Peut-on être licencié pour avoir témoigné contre son employeur ?


 


Non, a répondu la Cour de cassation, consacrant la « liberté fondamentale de témoigner ». Selon la Haute juridiction, un licenciement prononcé en raison d'une attestation produite par un salarié doit être annulé, sauf à prouver la mauvaise foi. Cass.soc.29.10.13, P n°12-22447.
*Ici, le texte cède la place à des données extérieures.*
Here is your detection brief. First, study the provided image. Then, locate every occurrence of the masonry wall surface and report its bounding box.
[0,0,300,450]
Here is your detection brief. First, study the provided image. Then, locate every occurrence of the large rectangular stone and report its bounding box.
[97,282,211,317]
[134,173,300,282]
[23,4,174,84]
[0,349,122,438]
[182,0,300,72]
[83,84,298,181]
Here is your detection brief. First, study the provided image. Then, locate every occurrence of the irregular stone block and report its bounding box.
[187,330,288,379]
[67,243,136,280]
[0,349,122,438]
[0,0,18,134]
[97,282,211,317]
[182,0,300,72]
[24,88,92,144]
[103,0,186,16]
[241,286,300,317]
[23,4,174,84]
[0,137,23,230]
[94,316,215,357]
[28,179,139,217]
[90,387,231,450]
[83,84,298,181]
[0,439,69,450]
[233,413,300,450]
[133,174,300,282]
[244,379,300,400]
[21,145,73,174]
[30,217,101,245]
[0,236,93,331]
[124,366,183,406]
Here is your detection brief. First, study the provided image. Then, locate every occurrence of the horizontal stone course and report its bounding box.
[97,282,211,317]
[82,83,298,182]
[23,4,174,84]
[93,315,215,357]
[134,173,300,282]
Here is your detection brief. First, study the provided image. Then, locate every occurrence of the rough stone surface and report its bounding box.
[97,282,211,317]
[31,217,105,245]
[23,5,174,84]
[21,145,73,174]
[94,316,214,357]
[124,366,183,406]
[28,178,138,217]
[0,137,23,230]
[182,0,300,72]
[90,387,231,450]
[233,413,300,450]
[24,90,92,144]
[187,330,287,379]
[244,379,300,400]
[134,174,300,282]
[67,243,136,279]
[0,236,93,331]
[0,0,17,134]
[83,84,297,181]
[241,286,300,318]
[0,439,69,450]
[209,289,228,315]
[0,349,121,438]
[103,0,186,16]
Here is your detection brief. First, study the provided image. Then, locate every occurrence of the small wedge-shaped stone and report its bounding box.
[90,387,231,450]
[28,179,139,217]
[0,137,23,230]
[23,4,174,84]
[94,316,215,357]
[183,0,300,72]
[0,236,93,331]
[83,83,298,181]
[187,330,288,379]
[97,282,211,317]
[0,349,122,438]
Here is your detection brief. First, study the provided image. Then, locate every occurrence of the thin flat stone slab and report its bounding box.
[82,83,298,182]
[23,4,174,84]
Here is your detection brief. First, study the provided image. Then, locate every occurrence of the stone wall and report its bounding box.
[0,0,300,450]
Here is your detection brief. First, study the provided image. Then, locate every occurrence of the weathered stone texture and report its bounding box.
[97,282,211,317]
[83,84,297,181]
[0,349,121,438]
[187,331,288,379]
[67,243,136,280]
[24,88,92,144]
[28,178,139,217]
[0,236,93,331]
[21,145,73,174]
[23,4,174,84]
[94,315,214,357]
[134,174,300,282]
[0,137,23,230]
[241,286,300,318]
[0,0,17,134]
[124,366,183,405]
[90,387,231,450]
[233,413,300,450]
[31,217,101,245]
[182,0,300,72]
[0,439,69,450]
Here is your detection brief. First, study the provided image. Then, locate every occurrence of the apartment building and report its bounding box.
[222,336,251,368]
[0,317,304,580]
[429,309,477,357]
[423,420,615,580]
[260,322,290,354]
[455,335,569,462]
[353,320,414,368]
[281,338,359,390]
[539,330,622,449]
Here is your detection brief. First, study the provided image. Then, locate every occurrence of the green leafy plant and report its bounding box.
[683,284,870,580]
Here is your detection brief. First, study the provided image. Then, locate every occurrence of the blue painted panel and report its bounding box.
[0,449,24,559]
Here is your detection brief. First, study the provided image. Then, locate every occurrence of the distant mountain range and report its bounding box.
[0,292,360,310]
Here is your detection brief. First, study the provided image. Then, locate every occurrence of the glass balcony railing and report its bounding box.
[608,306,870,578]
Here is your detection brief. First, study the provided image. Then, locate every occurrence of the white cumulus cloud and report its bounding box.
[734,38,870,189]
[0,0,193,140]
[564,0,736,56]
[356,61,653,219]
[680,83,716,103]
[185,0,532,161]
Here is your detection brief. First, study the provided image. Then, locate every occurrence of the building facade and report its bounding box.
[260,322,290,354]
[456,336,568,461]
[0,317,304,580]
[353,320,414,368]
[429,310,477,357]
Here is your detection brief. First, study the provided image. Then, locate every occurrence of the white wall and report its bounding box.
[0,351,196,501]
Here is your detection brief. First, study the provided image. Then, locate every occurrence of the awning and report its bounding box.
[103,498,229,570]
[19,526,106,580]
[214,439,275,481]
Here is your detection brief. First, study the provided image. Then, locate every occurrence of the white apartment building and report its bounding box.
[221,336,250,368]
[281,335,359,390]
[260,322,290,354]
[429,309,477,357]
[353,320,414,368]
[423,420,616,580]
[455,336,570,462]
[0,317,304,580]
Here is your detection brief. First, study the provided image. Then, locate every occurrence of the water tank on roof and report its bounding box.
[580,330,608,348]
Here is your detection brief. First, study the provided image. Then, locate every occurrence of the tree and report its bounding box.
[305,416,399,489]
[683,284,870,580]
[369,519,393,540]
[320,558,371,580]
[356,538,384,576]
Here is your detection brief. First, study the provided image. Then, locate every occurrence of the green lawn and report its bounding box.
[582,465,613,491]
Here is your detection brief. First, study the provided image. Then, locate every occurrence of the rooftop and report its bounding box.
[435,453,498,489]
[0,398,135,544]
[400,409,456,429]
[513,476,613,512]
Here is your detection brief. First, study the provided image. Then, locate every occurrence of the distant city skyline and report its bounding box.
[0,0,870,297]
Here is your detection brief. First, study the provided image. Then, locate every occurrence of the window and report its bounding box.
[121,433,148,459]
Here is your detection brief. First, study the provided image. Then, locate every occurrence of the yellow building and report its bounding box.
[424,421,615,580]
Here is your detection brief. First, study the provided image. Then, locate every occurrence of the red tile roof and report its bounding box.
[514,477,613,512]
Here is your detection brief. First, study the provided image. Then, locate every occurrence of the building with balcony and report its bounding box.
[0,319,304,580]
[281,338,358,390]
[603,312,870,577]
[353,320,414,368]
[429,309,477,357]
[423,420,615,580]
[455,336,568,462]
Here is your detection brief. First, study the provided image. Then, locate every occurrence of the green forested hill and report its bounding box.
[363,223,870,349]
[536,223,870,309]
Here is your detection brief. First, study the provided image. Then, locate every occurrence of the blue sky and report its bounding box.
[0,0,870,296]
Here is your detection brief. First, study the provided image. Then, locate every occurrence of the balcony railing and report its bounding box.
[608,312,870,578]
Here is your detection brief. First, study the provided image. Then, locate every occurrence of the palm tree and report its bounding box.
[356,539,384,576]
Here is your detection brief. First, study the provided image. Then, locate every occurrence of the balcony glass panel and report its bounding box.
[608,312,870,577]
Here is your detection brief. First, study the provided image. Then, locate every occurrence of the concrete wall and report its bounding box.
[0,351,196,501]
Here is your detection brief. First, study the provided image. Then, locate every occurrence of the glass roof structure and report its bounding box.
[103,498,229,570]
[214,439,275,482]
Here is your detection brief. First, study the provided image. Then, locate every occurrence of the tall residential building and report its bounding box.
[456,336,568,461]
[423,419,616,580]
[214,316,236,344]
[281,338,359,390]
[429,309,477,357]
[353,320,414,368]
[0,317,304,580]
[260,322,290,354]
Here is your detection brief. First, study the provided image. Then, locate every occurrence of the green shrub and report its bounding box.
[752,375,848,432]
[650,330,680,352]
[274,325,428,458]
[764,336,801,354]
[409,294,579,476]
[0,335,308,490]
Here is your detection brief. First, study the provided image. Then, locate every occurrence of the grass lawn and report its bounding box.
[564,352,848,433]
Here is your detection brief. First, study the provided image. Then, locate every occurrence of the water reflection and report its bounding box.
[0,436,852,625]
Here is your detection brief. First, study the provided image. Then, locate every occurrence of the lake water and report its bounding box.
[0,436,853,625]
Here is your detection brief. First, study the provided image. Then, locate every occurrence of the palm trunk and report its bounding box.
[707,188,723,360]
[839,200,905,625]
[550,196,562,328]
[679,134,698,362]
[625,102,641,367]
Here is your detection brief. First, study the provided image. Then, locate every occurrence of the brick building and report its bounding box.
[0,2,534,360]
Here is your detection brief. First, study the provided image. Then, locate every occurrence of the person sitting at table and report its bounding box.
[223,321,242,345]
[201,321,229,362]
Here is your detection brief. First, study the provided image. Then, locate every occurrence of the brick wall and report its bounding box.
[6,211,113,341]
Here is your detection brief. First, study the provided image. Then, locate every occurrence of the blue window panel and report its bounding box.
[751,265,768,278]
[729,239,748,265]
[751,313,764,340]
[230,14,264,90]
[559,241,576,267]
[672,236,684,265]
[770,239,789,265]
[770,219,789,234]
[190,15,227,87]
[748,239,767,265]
Un salarié a été licencié après avoir rédigé une attestation en faveur d’un collègue (et ami), dans le litige qui l'opposait à l’employeur. Ce dernier reprochait audit collègue certains propos. Son ami, présent lors des faits, a décidé de témoigner en sa faveur et s’en est même ouvert à ses autres collègues au sein de l’entreprise, ne faisant donc pas mystère de son opposition à l’employeur dans cette affaire.
A la suite de quoi, l’employeur a décidé de licencier ce « témoin gênant », en se fondant sur son attestation et sa prise de position publique, qu’il estimait constitutifs d’un manquement à l’obligation de loyauté, dont est tenu tout salarié.
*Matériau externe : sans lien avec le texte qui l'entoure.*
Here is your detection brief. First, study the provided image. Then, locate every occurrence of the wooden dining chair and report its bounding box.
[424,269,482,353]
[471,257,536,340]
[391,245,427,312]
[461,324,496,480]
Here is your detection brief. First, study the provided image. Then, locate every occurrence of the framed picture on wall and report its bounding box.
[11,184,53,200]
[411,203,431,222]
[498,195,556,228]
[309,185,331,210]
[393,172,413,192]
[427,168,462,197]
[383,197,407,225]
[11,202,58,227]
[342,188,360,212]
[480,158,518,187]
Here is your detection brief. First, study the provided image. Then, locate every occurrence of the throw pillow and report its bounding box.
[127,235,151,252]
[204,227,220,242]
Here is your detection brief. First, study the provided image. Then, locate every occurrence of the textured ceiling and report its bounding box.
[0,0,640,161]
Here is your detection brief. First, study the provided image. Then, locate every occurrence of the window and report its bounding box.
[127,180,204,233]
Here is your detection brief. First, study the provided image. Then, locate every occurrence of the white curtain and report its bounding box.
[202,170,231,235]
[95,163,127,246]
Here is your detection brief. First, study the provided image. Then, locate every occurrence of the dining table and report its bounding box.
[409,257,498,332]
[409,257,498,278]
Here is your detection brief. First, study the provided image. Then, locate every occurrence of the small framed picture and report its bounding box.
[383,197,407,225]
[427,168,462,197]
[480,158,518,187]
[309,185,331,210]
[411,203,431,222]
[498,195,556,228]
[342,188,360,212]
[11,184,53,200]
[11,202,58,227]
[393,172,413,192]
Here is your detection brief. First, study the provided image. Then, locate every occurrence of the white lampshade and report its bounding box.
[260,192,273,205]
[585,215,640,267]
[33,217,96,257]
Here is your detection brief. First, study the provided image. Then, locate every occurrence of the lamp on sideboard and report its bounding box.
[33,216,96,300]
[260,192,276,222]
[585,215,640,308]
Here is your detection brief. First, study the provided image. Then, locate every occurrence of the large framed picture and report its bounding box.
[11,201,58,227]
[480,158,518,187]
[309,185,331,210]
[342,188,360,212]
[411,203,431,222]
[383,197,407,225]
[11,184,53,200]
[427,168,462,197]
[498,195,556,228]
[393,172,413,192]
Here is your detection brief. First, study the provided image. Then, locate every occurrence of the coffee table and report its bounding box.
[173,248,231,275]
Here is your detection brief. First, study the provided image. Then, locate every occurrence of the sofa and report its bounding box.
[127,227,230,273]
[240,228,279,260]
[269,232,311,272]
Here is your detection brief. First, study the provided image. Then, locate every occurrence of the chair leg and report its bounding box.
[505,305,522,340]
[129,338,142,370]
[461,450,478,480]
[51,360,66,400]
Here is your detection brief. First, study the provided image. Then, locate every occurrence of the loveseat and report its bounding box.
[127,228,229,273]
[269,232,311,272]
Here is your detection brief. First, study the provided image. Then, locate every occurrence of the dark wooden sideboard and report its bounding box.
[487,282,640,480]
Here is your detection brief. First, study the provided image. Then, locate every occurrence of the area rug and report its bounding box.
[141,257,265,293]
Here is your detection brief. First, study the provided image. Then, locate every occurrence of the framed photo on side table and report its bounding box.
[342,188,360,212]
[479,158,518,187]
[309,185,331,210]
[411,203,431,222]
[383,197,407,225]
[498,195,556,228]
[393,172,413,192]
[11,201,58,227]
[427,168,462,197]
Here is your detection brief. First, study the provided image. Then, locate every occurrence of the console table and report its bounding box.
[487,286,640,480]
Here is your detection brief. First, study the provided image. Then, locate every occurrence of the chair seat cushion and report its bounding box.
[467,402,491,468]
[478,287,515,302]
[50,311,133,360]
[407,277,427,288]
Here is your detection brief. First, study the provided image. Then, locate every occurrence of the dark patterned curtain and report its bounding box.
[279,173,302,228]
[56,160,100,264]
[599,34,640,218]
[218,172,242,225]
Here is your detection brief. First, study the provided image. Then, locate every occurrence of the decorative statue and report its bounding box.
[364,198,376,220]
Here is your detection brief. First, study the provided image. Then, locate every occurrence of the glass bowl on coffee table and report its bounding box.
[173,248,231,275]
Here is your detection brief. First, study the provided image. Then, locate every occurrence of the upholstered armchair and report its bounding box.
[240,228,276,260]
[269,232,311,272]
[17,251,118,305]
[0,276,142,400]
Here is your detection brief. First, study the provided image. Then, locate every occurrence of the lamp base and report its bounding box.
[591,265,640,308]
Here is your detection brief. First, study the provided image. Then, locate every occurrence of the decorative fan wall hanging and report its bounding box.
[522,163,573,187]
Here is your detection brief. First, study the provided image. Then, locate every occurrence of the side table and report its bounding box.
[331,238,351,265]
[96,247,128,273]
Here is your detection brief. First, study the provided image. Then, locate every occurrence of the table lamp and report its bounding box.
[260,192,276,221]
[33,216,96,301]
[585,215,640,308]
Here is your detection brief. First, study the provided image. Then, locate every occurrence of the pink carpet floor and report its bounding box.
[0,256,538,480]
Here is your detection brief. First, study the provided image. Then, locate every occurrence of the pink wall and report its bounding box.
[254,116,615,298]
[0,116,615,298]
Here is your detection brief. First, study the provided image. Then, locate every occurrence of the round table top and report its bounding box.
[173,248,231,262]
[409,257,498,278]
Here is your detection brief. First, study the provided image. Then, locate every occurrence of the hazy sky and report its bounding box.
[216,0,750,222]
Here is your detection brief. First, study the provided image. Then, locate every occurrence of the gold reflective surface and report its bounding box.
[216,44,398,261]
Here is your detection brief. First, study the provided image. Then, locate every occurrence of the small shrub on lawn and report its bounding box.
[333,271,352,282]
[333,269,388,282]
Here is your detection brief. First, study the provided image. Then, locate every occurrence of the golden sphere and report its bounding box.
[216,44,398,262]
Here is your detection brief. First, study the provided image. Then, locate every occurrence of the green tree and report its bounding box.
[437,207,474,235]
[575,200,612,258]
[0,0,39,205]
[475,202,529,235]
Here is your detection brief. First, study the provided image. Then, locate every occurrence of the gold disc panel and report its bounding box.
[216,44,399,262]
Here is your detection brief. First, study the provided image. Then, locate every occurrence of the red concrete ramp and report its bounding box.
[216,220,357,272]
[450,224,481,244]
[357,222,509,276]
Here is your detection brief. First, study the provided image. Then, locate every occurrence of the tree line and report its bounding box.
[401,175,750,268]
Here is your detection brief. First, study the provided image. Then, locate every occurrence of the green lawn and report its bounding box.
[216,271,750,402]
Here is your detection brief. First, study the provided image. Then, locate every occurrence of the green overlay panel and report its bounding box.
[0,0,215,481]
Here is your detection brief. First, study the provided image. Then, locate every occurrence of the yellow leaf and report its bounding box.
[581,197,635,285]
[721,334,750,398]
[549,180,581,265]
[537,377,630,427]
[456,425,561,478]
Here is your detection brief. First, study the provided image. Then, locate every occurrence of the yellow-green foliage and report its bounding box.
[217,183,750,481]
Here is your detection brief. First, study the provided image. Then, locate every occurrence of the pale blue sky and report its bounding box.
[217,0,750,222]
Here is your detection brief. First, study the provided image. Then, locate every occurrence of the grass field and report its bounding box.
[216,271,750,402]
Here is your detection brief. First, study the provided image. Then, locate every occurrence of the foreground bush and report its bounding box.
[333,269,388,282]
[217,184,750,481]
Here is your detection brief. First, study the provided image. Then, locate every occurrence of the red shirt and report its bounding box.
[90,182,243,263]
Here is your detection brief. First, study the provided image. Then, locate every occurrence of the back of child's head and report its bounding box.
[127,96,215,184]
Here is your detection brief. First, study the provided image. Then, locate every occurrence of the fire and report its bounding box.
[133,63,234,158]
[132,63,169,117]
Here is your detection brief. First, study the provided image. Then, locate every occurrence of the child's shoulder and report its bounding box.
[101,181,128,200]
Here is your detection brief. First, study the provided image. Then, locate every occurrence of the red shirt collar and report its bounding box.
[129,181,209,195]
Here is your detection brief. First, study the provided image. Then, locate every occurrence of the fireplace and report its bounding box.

Le salarié, auteur du témoignage, a saisi la justice d’une demande de réintégration en raison de la nullité de son licenciement[1], prononcé selon lui en violation de deux libertés fondamentales : le droit à un procès équitable et la liberté d’expression[2].
En appel, les juges du fond ont donné raison à l’employeur. Selon eux, le licenciement n’a pas été prononcé en raison de l’attestation produite, mais de son caractère mensonger, ainsi que de la publicité qui lui a été donnée par le salarié (lequel en avait informé ses collègues).
Toutefois, dans un arrêt du 29 octobre dernier, la Cour de cassation désapprouve cette solution: « en raison de l’atteinte qu’il porte à la liberté fondamentale de témoigner, garantie d’une bonne justice, le licenciement prononcé en raison du contenu d’une attestation délivrée par un salarié au bénéfice d’un autre est atteint de nullité, sauf mauvaise foi de son auteur ». Or, en l’espèce, le caractère mensonger de l’attestation n’était pas établi.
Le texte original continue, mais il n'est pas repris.